The Dissolved Organic Compounds in the marine aquarium is the biggest contributing factor to red slime algae
Many years ago I had an ongoing problem with Red Algae in a 200-gallon Marine Aquarium. No matter what I did it was near impossible to eradicate. The pipe work and filters were also a problem as the spores of the algae were resident in these areas.
They primarily work by placing plants in the filter that do the job of absorbing nitrates and thereby starving the algae present in the aquarium. Through this a lot of unnecessary chemicals are removed that can cause algae to grow but are not required for the marine life in your aquarium.
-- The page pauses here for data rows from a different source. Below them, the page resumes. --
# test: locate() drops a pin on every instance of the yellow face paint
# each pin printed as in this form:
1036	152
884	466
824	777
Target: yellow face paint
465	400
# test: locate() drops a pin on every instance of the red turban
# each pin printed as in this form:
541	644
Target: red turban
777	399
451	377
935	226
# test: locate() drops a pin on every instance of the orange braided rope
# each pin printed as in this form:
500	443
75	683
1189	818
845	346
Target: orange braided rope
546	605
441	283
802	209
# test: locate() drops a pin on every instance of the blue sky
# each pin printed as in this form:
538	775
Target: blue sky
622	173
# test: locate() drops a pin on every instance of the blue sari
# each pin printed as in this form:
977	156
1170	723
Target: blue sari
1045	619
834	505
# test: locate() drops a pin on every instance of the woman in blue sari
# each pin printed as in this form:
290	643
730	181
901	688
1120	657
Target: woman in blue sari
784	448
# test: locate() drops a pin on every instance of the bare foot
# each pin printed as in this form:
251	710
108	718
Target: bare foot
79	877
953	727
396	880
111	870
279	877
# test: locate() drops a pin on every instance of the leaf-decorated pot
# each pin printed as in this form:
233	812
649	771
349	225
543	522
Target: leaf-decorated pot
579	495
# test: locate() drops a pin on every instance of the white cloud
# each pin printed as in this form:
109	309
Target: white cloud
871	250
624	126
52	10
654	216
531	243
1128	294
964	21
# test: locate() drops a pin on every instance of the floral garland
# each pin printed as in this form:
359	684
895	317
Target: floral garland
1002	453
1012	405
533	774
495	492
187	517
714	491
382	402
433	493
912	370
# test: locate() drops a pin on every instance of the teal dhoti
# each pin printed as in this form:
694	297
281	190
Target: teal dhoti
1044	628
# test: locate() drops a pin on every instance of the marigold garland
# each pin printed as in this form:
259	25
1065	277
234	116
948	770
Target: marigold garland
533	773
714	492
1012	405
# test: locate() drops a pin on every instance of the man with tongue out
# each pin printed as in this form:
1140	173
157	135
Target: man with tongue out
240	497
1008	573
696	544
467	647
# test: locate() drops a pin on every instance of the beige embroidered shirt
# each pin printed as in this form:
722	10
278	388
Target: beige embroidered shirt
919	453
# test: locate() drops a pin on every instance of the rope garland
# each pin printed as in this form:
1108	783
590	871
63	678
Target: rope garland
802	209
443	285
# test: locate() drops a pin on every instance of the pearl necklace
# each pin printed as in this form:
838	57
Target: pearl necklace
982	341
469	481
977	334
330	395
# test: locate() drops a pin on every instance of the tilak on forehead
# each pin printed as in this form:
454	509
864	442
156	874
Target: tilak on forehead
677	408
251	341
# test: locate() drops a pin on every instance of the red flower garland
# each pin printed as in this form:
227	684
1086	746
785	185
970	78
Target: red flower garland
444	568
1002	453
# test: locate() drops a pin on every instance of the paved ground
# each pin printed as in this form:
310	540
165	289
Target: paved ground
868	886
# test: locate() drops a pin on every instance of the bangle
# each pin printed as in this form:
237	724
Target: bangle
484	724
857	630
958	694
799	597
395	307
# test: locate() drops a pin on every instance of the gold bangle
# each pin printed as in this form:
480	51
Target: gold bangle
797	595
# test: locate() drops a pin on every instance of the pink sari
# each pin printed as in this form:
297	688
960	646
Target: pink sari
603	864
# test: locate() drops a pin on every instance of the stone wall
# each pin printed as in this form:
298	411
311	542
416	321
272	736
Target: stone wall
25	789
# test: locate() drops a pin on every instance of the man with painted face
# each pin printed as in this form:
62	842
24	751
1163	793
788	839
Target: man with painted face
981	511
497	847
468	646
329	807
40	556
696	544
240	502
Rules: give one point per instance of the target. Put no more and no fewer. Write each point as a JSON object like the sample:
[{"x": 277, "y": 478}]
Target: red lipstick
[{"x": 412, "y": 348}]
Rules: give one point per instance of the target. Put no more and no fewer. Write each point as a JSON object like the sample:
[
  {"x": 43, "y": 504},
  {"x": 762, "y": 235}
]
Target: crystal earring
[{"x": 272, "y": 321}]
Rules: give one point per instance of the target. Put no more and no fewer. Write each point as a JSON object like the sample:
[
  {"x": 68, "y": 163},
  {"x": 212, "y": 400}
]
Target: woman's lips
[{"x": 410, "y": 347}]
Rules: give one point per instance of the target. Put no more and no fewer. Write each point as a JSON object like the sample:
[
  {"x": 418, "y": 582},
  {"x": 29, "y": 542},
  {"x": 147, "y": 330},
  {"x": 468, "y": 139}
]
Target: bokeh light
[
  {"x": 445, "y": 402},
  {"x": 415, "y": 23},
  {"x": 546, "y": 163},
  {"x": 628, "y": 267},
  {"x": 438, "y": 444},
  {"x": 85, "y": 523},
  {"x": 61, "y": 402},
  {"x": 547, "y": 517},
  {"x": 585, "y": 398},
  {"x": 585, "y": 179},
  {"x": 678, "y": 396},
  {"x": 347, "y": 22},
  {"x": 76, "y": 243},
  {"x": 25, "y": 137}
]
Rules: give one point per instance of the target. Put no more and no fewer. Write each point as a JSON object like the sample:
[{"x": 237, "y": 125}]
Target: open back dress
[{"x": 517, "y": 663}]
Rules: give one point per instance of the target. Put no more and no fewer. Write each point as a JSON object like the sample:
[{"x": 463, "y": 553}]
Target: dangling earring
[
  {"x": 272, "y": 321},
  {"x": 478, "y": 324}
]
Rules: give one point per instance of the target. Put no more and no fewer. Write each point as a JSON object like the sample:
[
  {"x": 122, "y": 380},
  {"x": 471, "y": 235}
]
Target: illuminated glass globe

How to Prevent Red Slime Algae in Marine Aquariums
A high pH helps discourage aggressive growth of Red Slime Algae
This menace is none other than Cyanobacteria, often referred to as blue-green algae in freshwater tanks or red slime algae in marine tanks. Cyanobacteria is one of the oldest living things on the planet with fossils dating to 3.5 billion years ago in the Achaean rocks of Western Australia. This is one resilient life form, but why has it been so successful? Simple, it makes use of the light waves that are discarded by higher plant life, lives in a wide range of temperatures, and subsists on organic waste materials including dissolved phosphates and nitrates. What do all of these things have in common? They are readily available in the artificially constructed environment of the home aquarium. Although it is not dangerous to the inhabitants of a freshwater or marine aquarium, Cyanobacteria can become an unsightly mess that can cover every surface of a tank in a matter of days.Red algae or as it is scientifically known is a type of algae that is primarily seen in saltwater aquariums, but is found in freshwater aquariums as well, though limited to a very few species.Instituting a clean-up crew in a marine aquarium can help reduce the slime but only treats the symptom of the problem, not the cause. The Red Scarlet Reef Hermit Crab is the best option for this method. It will readily devour any red slime algae in the tank. Unfortunately, there are no freshwater fish that graze on this “algae” and standard algae control additives fail to alleviate the situation. In a freshwater situation, removing it by hand is possible, but takes a significant amount of time and effort. There is, however, a procedure that can eliminate this particular bacterium from your aquarium, either marine or freshwater, in less than a week.As mentioned above I can remember when a good growth of any kind of green algae in a marine aquarium was time for smiles. That's no longer totally true in many marine aquariums, especially in reef aquariums. Only calcareous algae such as Halimeda or Coralline, or possibly a controlled growth of Caulerpa is considered acceptable. Filamentous or slime-like growths are almost always considered problematic and usually become costly in time and money to remedy.